At university, essays are graded against specific academic criteria, not general writing quality. While AI can produce fluent text, it often struggles to meet the deeper expectations embedded in grading rubrics.


Common issues include:


  • Surface-level analysis

  • Generic arguments

  • Weak alignment with the question

  • Limited critical engagement


These problems aren’t always obvious to students, especially when the writing “sounds good”.


AI Writing vs Academic Expectations


AI tools are trained to generate coherent, neutral responses. University grading criteria, however, reward writing that is:


  • Analytical, not descriptive

  • Context-specific, not generic

  • Argument-driven, not balanced for balance’s sake


As a result, AI-written essays often:


  • Summarise ideas instead of evaluating them

  • Avoid taking a clear academic position

  • Reuse broad phrasing that lacks originality


This can cap an essay at a lower performance band.


University student reviewing an AI-written essay that does not fully meet grading criteria
University student reviewing an AI-written essay that does not fully meet grading criteria

The Biggest Reason AI-Written Essays Lose Marks: Lack of Critical Analysis


One of the most common pieces of feedback students receive is:


“This work is descriptive rather than analytical.”


AI tools are excellent at explaining concepts, but weaker at:


  • Challenging ideas

  • Comparing perspectives

  • Evaluating evidence

  • Demonstrating independent judgement


Most university rubrics explicitly reward critical analysis, which requires:


  • Interpretation

  • Evaluation

  • Insight


Without this, even well-written essays are capped at lower grades.
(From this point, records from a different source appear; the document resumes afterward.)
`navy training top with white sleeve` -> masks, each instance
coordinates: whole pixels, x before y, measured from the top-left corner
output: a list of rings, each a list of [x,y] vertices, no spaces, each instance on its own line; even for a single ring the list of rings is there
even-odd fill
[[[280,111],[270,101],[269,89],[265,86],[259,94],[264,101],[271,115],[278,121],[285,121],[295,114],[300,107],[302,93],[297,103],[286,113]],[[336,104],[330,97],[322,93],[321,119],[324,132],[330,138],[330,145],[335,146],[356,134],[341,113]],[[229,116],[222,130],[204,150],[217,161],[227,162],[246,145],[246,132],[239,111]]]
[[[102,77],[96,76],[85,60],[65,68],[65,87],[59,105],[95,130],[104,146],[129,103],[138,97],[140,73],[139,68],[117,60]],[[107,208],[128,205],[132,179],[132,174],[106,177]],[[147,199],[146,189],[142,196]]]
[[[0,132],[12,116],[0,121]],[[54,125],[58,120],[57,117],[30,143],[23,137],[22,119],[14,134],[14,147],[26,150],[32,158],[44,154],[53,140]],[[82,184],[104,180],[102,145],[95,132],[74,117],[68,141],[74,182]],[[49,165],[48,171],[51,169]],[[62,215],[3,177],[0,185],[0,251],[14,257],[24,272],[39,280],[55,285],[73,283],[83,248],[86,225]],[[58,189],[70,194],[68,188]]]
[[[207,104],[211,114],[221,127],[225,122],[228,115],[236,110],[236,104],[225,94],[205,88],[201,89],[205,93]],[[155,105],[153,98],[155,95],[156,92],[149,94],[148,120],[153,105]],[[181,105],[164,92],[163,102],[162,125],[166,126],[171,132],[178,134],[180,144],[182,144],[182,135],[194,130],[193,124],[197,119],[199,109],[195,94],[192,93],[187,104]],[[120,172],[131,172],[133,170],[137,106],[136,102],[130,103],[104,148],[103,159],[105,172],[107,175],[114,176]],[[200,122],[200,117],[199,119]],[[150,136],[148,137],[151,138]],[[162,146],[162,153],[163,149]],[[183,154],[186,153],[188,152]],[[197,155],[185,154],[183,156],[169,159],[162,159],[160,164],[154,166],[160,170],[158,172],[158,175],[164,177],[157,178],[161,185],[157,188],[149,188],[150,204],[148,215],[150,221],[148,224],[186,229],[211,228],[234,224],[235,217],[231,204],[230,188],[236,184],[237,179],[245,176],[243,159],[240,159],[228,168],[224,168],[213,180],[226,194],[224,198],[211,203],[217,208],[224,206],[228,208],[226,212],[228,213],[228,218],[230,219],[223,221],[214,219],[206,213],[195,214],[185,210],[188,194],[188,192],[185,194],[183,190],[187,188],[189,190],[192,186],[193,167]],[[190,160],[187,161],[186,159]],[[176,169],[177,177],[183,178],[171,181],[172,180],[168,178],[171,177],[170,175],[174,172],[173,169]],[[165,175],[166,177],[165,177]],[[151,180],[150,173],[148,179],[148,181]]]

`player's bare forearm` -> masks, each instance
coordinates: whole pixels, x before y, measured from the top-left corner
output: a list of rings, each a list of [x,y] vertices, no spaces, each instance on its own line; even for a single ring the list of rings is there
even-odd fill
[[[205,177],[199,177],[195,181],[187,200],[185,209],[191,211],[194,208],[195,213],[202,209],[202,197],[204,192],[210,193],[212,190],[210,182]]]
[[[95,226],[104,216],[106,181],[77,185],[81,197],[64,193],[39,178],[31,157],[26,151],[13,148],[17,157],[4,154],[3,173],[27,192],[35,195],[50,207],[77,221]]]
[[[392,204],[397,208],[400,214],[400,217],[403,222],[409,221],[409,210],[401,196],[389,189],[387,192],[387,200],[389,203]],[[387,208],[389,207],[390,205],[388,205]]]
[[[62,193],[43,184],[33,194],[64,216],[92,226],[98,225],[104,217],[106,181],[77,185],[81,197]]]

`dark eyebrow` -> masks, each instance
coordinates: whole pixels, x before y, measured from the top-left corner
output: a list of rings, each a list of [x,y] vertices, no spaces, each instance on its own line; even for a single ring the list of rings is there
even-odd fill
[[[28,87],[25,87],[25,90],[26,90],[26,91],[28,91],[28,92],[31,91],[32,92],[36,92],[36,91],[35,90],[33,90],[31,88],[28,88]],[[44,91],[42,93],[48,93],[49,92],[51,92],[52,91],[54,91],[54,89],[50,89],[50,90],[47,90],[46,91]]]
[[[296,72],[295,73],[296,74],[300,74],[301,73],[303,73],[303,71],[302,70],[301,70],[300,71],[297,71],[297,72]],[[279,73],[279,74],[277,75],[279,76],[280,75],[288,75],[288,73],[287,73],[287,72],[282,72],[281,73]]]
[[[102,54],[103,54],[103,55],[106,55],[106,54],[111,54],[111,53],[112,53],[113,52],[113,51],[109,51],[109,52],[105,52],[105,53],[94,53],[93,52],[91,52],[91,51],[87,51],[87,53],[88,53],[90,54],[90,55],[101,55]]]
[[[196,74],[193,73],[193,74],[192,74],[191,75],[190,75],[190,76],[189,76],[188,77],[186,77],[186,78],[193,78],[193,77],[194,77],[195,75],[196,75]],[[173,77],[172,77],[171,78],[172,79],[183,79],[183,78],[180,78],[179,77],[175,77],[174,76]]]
Generic Structure Is Another Red Flag


AI-written essays often follow predictable structures:


  • Formulaic introductions

  • Balanced but shallow body paragraphs

  • Safe, non-committal conclusions


Markers aren’t looking for novelty in structure, but they are looking for:


  • Clear alignment with the task

  • Logical progression of argument

  • Purposeful paragraphing


When structure feels templated rather than intentional, it can weaken how criteria are met.
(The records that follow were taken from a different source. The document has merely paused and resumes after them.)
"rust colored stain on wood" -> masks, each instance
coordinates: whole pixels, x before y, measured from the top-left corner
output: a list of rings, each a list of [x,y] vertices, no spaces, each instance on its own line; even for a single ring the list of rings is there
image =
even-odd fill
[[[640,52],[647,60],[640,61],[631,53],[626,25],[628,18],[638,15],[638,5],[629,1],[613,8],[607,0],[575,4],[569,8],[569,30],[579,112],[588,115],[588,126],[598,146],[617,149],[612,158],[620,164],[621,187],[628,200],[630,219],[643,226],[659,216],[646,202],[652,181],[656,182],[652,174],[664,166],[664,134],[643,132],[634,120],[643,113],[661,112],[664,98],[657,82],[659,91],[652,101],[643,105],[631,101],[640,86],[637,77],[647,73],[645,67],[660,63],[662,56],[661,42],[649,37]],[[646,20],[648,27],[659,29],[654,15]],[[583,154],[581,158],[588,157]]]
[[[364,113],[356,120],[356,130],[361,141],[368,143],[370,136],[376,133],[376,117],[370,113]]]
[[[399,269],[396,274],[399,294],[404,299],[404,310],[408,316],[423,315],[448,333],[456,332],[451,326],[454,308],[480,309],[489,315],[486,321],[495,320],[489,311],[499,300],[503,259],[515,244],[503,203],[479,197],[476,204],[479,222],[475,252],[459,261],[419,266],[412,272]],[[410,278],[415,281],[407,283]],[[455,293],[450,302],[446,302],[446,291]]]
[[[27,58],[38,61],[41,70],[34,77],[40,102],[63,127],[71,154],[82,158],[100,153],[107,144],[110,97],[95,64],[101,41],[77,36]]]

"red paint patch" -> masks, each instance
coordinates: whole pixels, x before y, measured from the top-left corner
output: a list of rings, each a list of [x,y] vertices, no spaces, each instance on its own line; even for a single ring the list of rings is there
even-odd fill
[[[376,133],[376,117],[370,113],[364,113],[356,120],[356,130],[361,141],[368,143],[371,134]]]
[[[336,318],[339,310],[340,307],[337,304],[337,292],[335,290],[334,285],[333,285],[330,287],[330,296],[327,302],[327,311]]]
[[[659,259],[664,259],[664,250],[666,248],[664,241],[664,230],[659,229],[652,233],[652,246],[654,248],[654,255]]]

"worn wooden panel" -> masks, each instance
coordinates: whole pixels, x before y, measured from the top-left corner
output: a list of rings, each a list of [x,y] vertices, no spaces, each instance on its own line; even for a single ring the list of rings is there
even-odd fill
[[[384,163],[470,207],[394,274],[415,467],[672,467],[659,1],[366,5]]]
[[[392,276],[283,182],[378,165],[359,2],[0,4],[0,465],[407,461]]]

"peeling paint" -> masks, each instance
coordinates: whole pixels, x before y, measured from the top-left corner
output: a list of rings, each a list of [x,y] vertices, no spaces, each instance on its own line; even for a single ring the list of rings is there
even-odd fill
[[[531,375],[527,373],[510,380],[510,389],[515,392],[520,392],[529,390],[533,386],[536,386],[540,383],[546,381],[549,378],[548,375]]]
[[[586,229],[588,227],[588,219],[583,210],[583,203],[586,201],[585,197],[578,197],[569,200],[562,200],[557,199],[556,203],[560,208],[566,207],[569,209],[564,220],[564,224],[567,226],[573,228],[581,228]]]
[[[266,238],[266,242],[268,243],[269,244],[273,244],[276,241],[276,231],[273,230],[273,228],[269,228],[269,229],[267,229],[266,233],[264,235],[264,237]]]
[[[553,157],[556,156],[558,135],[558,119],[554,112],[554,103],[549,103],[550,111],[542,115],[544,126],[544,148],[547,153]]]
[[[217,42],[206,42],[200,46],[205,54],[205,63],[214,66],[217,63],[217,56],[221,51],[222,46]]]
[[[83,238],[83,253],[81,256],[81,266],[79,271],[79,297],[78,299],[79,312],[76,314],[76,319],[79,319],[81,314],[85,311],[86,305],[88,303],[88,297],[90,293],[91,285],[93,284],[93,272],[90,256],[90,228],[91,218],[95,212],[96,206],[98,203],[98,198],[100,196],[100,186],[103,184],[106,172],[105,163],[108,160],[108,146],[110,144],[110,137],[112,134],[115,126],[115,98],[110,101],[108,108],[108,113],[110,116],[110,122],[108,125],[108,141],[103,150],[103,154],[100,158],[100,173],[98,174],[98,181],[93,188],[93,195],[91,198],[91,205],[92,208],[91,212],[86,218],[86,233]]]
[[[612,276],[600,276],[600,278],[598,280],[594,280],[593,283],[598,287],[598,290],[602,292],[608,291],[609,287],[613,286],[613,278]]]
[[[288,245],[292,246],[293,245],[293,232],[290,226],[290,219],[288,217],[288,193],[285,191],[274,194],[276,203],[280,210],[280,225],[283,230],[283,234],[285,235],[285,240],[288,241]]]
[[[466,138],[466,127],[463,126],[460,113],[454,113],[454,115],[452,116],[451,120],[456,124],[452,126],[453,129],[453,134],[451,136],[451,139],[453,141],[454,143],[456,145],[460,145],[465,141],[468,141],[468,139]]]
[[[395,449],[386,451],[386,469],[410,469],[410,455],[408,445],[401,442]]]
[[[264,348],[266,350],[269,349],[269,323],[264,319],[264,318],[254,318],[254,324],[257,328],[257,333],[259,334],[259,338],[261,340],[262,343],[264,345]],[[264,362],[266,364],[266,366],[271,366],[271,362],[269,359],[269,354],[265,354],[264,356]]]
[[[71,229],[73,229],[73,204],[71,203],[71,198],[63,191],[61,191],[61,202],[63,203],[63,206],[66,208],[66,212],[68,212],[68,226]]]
Why AI Essays Struggle With Rubric Alignment


Grading rubrics are highly specific. They often require:


  • Discipline-specific language

  • Engagement with particular theories

  • Explicit links to learning outcomes


AI tools don’t naturally:


  • Interpret rubric language

  • Prioritise criteria weightings

  • Emphasise higher-band expectations


This leads to essays that are technically correct, but misaligned with what markers are actually assessing.


For a deeper explanation, see our guide on how assignment rubrics are used to grade essays.


Does Using AI Automatically Break Academic Integrity Rules?


Not necessarily.


Most universities allow AI use for:


  • Brainstorming

  • Planning

  • Editing for clarity

  • Understanding concepts


Problems arise when AI:


  • Replaces original thinking

  • Produces unacknowledged content

  • Masks lack of understanding


The issue is rarely using AI, it’s submitting AI-generated work without aligning it to academic expectations.


Students revising an essay draft to improve critical analysis and grading alignment
Students revising an essay draft to improve critical analysis and grading alignment

How to Use AI Without Losing Marks


Students who use AI effectively treat it as a support tool, not a writing replacement.


AI can be used to:


  • Clarify grading criteria

  • Identify where analysis is weak

  • Check alignment with higher-band descriptors

  • Improve clarity after ideas are developed


This approach is explored further in our guide to AI assignment feedback for university students.


Final Thoughts


AI-written essays don’t lose marks because markers dislike AI.


They lose marks because:


  • Academic standards are higher than surface-level writing

  • Rubrics reward depth, insight, and alignment

  • Critical thinking cannot be automated


Students who understand this don’t avoid AI, they use it strategically.


When AI feedback is aligned to grading criteria, it becomes a learning tool rather than a liability.